Henley was a famous atheist, and Mormon apostle Orson F. Whitney wrote a retort to the poem which, President Gordon B. Hinckley commented, “[missed] the point of the original poem, that each individual gets to decide how to respond to the things he can't control in this life.”  In his 2000 First Presidency Christmas Devotional address, President Hinckley said of Invictus, “It is a great poem. It places upon the individual the responsibility for what he does with his life.

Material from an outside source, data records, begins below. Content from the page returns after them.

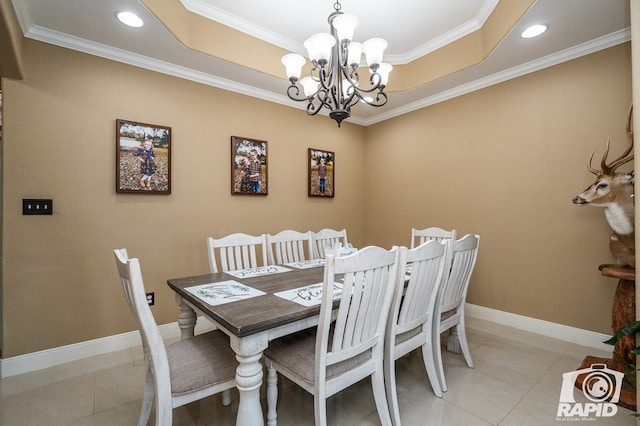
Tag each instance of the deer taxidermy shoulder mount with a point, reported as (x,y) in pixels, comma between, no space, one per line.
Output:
(614,191)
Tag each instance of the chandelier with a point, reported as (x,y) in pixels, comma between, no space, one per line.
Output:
(333,80)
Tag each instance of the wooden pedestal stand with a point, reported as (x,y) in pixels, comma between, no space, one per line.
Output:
(624,311)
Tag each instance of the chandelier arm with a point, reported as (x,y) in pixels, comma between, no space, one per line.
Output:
(293,91)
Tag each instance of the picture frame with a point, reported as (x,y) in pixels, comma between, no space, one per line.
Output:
(248,159)
(143,158)
(321,182)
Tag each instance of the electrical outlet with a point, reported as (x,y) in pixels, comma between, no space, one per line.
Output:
(32,206)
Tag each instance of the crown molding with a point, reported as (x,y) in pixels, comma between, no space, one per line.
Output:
(575,52)
(107,52)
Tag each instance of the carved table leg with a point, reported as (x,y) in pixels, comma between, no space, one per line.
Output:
(186,318)
(249,378)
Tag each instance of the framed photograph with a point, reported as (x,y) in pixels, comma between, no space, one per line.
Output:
(321,173)
(143,158)
(248,166)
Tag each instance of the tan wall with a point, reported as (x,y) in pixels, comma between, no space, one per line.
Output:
(505,163)
(60,283)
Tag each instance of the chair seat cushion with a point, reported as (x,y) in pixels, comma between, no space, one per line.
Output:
(201,361)
(296,352)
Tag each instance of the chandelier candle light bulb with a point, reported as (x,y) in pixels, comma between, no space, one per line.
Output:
(333,82)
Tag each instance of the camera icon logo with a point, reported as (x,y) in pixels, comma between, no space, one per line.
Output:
(600,385)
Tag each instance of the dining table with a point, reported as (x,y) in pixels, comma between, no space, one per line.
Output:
(252,306)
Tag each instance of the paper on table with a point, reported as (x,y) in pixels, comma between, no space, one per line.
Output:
(304,264)
(256,272)
(223,292)
(309,295)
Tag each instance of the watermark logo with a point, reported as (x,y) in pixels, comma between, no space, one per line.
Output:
(600,385)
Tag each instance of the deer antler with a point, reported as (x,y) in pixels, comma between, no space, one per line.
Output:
(627,155)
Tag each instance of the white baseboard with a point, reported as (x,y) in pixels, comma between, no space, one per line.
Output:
(550,329)
(51,357)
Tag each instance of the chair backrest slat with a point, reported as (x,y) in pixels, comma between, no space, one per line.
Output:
(289,246)
(328,237)
(236,251)
(415,299)
(465,253)
(369,280)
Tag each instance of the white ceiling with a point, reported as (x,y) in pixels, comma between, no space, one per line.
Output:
(413,28)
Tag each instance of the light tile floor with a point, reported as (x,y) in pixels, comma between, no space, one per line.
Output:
(516,382)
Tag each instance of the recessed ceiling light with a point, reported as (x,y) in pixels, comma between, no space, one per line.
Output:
(534,30)
(130,19)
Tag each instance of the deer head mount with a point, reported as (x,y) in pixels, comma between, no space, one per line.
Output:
(615,192)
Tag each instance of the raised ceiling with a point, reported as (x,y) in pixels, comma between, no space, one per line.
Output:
(439,48)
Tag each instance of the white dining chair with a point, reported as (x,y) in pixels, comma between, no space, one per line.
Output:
(236,251)
(337,354)
(410,324)
(450,308)
(288,246)
(183,372)
(327,238)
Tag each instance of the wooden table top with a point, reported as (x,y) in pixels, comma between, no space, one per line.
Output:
(256,314)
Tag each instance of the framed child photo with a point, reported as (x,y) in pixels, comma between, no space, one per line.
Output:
(143,158)
(321,173)
(248,166)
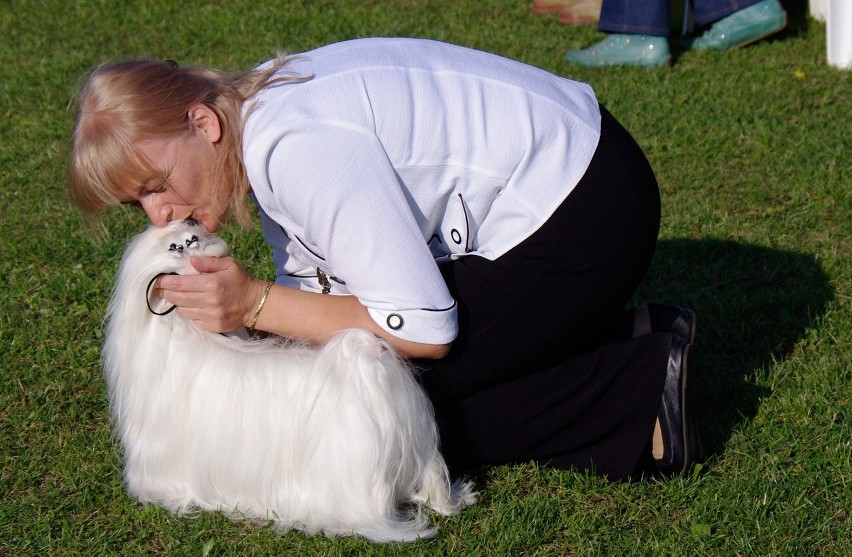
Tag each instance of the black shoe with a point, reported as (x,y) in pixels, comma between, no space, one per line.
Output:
(681,442)
(664,318)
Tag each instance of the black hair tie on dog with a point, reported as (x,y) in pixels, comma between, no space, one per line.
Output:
(148,296)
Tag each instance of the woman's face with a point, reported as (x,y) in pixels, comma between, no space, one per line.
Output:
(181,186)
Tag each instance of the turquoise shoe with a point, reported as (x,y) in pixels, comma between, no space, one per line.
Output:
(742,28)
(624,50)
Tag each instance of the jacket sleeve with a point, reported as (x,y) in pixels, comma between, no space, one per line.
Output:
(346,205)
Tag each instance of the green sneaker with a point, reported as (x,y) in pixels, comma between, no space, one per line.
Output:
(624,50)
(742,28)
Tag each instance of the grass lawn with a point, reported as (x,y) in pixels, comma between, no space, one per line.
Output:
(753,151)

Through these many years, when I have been faced with difficult choices I have repeated these stirring words.”

Now, I am at a point in my life when I finally have to take responsibility for affirming an essential part of who I am.  I am a son of God.  I have an “unconquerable soul” and I must now decide, in President Hinckley’s words, how to respond to this thing I can’t control:  the presence in my life of this orientation (the inception of which was beyond my control).  I have made that decision.  I have decided to embrace it because I have come to accept that to deny and repress this fundamental aspect of my identity any longer renders me a cipher.

In making this decision, in taking this responsibility, I am very much a pilgrim on a journey.  I don’t know what the destination is.  That’s not really important to me right now.  What is important is the journey, and that I have begun.

5 comments:

  1. Just wondering, how have you decided to embrace this "fundamental aspect of [your] identity"? Have you informed your family or wife?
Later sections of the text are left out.